On Friday we encountered the question that was to bedevil us throughout the remaining assembly. The run is made of wire mesh panels on a simple framework. So, mesh side in? Or mesh side out? I remembered that when we’d dismantled it, the mesh side was outside, and I have pictures to prove it. But it looks wrong, and, furthermore, the Flyte So Fancy website has pictures to suggest it should be mesh inside. So, in spite of my direct experience, I decided to go for the aesthetically more pleasing option.
Big mistake. Huge.
Not that we realised that on Saturday evening. With one more day to go, all we had to do was to put the roofs on both house and run:
With yet more rain curtailing our time on Saturday, we looked forward to a forecast sunny Sunday to complete the job. Luckily we got a warm dry day.
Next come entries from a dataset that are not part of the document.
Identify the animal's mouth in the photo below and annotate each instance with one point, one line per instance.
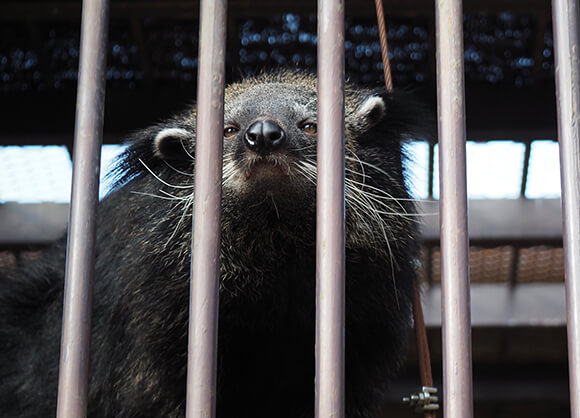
(266, 166)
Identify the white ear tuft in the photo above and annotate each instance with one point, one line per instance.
(167, 136)
(371, 111)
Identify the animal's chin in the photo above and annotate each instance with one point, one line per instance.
(266, 169)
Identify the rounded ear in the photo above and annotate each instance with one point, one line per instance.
(371, 111)
(171, 144)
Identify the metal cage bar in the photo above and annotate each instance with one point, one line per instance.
(330, 266)
(455, 303)
(80, 260)
(205, 264)
(565, 15)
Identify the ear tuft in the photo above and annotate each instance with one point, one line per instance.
(371, 111)
(170, 143)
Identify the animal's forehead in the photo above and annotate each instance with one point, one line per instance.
(270, 97)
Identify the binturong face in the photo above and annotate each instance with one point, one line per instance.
(270, 143)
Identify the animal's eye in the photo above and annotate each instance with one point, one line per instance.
(230, 131)
(309, 128)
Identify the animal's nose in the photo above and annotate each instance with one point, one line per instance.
(264, 136)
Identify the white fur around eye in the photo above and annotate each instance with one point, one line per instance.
(168, 134)
(372, 110)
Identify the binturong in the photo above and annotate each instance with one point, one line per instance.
(267, 285)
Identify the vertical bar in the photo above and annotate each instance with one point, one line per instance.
(525, 169)
(330, 267)
(80, 261)
(203, 313)
(456, 316)
(565, 15)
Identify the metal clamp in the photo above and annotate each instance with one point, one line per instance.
(423, 401)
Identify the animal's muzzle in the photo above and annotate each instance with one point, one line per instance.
(264, 136)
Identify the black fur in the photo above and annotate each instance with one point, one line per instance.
(266, 329)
Unluckily my bad decision over the mesh inside or outside hit us hard. The roof wouldn’t go on, and clearly something was wrong. So the only option was to swap the side panels over, costing us precious time. And of course, even with the side panels correctly configured, the roof took a lot of juggling about to seat correctly. It was late afternoon before we were confident that we would make it, and by the time we’d finished we were both stressed and physically tired.
Worth it? You bet. Here’s the finished article:
We still need to furnish the run with a feeder, a drinker, and a dust bath, and to put padlocks on the house and the doors of the run. But these are details that we can attend to tomorrow when the chickens arrive or later in the week.
The colours of the henhouse are from Messrs Sadolin, whose stains and varnishes we relied on when we had a house with wooden cladding. These are their garden colours, and rejoice in the names of “Alfie’s Vegetable Patch” (green) and “Charlotte’s Garden Lantern” (cream).